Ciò che non ti aspetti dalla Carta Stagnola

Ciò che non ti aspetti dalla Carta Stagnola

28 Aprile 2020 0 Di ilfaroindie

Si chiama Carta Stagnola, esce oggi ed è il nuovo singolo di Caffellatte.

La cantautrice pugliese si conferma artista imprevedibile, in grado di sovvertire le regole, di tirare sempre fuori ciò che non ti aspetti. Questa volta lo stacco è ancora più netto, repentino. Se l’obiettivo resta quello di esplodere il contrasto tra la componente testuale e le sonorità utilizzate, la partita viene spostata su un piano del tutto differente, attraverso un brano che si discosta dai precedenti in termini di produzione ma soprattutto di atmosfera. Abbandonato l’universo del synthpop in nome di una trap embrionale ed essenziale, l’attrito lo genera un testo, come sempre, molto sincero ma, in questo caso, estremamente intimo. Giorgia, infatti, ci ripone senza filtri tutte le fragilità di anni passati digiuna, preda di piccole e strane manie affatto speciali ma reali, che hanno fatto parte di lei. La canzone pone così una lente d’ingrandimento sulla depressione e, nello specifico, sul Disturbo del Comportamento Alimentare, di cui la cantautrice ha sofferto per diversi anni e al quale purtroppo non si dedica mai abbastanza attenzione.

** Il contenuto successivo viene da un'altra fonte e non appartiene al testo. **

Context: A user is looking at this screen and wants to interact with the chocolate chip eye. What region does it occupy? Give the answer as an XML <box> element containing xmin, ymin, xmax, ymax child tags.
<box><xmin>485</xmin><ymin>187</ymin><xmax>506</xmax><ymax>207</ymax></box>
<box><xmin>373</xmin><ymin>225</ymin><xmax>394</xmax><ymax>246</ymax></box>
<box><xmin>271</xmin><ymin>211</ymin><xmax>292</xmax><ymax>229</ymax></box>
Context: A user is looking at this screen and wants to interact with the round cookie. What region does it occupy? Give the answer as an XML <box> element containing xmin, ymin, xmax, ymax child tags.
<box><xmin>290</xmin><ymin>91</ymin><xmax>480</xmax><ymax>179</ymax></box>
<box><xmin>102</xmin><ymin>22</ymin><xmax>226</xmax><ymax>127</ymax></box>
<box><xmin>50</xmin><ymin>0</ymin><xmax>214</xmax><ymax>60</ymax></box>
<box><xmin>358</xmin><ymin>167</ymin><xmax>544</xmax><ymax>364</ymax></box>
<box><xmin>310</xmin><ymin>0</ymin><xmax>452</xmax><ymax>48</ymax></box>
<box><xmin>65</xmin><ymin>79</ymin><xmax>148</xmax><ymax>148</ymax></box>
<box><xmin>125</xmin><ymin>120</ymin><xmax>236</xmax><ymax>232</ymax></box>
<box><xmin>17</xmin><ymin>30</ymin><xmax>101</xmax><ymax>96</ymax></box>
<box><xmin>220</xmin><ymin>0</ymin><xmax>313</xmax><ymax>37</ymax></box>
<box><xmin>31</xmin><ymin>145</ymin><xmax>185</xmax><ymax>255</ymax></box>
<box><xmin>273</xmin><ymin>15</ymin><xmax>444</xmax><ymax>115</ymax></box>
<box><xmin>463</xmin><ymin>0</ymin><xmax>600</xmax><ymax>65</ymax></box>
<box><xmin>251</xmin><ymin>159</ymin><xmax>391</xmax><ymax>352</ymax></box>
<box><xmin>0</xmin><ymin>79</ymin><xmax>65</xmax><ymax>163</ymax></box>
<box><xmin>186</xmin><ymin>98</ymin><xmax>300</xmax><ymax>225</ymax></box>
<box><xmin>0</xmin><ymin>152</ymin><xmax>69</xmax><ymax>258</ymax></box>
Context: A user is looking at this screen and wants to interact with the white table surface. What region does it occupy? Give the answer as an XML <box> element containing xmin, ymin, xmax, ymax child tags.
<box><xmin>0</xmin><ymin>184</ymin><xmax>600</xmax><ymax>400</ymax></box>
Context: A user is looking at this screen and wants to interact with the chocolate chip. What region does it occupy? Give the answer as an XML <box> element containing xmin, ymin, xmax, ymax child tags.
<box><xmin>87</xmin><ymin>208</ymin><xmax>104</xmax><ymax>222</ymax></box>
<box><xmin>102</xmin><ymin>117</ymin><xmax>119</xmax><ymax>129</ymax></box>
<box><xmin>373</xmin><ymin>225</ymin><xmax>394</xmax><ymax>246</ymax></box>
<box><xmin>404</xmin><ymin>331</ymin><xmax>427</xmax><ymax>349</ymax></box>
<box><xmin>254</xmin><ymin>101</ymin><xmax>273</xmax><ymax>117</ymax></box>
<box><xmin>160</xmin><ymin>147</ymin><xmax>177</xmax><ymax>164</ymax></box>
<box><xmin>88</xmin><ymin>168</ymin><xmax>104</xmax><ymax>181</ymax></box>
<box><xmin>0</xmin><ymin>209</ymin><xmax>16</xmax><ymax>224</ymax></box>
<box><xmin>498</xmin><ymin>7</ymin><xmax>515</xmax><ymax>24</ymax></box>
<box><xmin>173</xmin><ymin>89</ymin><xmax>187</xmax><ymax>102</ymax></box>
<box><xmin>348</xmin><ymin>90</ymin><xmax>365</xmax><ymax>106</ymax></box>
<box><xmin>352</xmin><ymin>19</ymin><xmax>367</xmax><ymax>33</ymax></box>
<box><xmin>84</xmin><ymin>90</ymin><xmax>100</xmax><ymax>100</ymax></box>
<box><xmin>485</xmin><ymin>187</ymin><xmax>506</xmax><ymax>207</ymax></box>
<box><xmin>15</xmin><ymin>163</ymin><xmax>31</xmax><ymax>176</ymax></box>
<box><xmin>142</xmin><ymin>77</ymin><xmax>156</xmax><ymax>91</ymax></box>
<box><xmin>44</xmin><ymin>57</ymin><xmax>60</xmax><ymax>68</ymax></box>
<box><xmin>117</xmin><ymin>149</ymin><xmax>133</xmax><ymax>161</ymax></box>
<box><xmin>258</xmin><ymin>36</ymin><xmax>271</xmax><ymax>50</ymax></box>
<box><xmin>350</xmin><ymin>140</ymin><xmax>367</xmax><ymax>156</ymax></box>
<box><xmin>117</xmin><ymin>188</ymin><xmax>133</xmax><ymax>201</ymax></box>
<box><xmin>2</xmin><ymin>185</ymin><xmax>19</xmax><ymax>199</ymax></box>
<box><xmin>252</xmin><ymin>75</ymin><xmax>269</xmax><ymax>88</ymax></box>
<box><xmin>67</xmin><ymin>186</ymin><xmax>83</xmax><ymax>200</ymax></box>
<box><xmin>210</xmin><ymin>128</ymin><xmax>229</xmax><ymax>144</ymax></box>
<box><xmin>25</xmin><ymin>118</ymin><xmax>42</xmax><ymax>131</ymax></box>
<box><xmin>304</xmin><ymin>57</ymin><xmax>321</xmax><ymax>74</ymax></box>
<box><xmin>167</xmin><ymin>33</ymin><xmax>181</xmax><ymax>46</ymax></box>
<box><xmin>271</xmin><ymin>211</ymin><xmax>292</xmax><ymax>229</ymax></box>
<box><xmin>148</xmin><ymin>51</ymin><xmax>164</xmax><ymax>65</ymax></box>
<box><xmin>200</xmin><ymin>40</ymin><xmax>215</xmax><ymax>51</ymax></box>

Nel suo percorso di crescita umano e professionale, Giorgia si mette a nudo e ripercorre le battaglie combattute per diventare la persona che è oggi parlando senza vergogna di chi è stata ieri. Ne viene fuori il racconto di una storia tormentata ma non d’amore, o meglio d’amore ma verso se stessi, di un piccolo cuore spezzato ed un cerotto.

“Perché si fa così con i cuori spezzati, si curano e, a differenza degli oggetti, diventano invincibili”.

 

Il brano, distribuito da Artist First, è nuovamente firmato da Alessandro Donadei, con il prezioso supporto di Mario Ciancarella al mix e Nmgrecorecording studio al master.